Im ersten Moment war es leider doch etwas bzw. noch spürbar zu lang. Hab dann noch ein Jeffsy Core 3 probiert (das es eigentlich nicht werden soll/zu viel für meine Zwecke) und das passte in XL wie angegossen, wie noch kein Bike von mind. schon einem dutzend probierten, obwohl es die gleiche Geo und bis auf 1mm irgendwo auch die gleichen Maße hat. Der geduldige YT Kollege hat dann das Izzo für mich mal mit dem den 50er Vorbau des Jeffsy versehen und Vorbau 5mm höher (dann war Schluß, da YT die Schäfte leider so kurz abschnibbelt...) und das war massiv besser! Dann zusammen die Lenker auf dem Papier und real genauer angeschaut, der des Jeffsy hat scheinbar 15mm mehr Rise. Sprich, 50er Vorbau und evtl. noch Lenker mit mehr Rise und das XL Izzo passt mir absolut perfekt.


----------



## bunkedjosh (25. März 2022)

Hey,
ich überlege mir das Jeffsy in XL zu bestellen, aber frage mich, ob nicht doch L besser wäre.
Bin ca. 183 cm und meine SL beträgt ca. 85cm. Hauptsächlich Trails S1-S2 und ein bisschen Bikepark. Längere Touren sollten auch kein Problem sein. Was meint ihr? Könnte das XL in irgendeiner Weise unbequem sein?


----------



## MTB-News.de




----------



## jodi2 (25. März 2022)

Ich bin knapp 1cm größer und habe 2-3cm mehr SL und mir passt XL Jeffsy absolut perfekt, während mir das Izzo in XL einen Hauch zu lang ist. Allerdings liegt das an den serienmäßigen Lenkern und Vorbauten in XL der zwei, XL Jeffsy hat 10mm kürzeren Vorbau und 20mm mehr Rise, die Maße des Rahmens sind praktisch gleich.
Und ich mag es rel. lang/eher als zu knapp, da fühle ich mich beengt, der "Durchschnitt" mag wohl es einen Tick kürzer als ich.

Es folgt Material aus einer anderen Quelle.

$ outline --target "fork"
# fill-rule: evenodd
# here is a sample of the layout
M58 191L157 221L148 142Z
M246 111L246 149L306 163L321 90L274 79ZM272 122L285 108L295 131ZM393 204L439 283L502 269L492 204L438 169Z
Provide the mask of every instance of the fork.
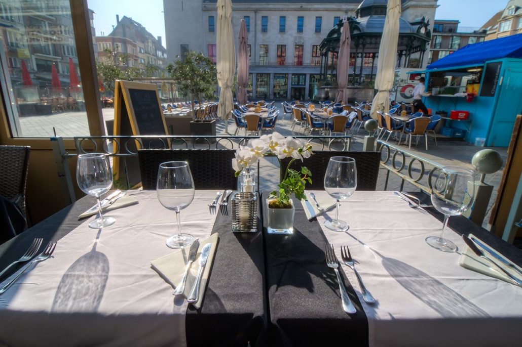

Aus meiner Sicht bist Du daher beim Jeffsy vermutlich genau zwischen L und XL, und kannst bei beiden noch 10mm über den Vorbau in die Richtung des anderen kommen, beim Lenker über weniger Rise aber nur das L nochmal etwas länger/gestreckter machen, nicht das XL kürzer, da der Lenker schon 35mm Rise hat.
In welche Richtung man so dazwischen tendiert ist aber individuell verschieden, ich würde es daher nicht blind kaufen, sondern es vor Ort bei YT probieren/einen Probefahrttermin ausmachen.


----------



## Deleted 210077 (25. März 2022)

So gesehn würde ich eher das XL nehmen. Am Jeffsy ist schon ein 50er Vorbau und mehr als das würde ich auf einem Trailbike oder Enduro nicht mehr fahren wollen. Einen 60er oder gar 75er Vorbau fährt doch keiner mehr freiwillig. 
Am XL eine 35er oder 40er montieren dagegen ist eher "zeitgemäß". 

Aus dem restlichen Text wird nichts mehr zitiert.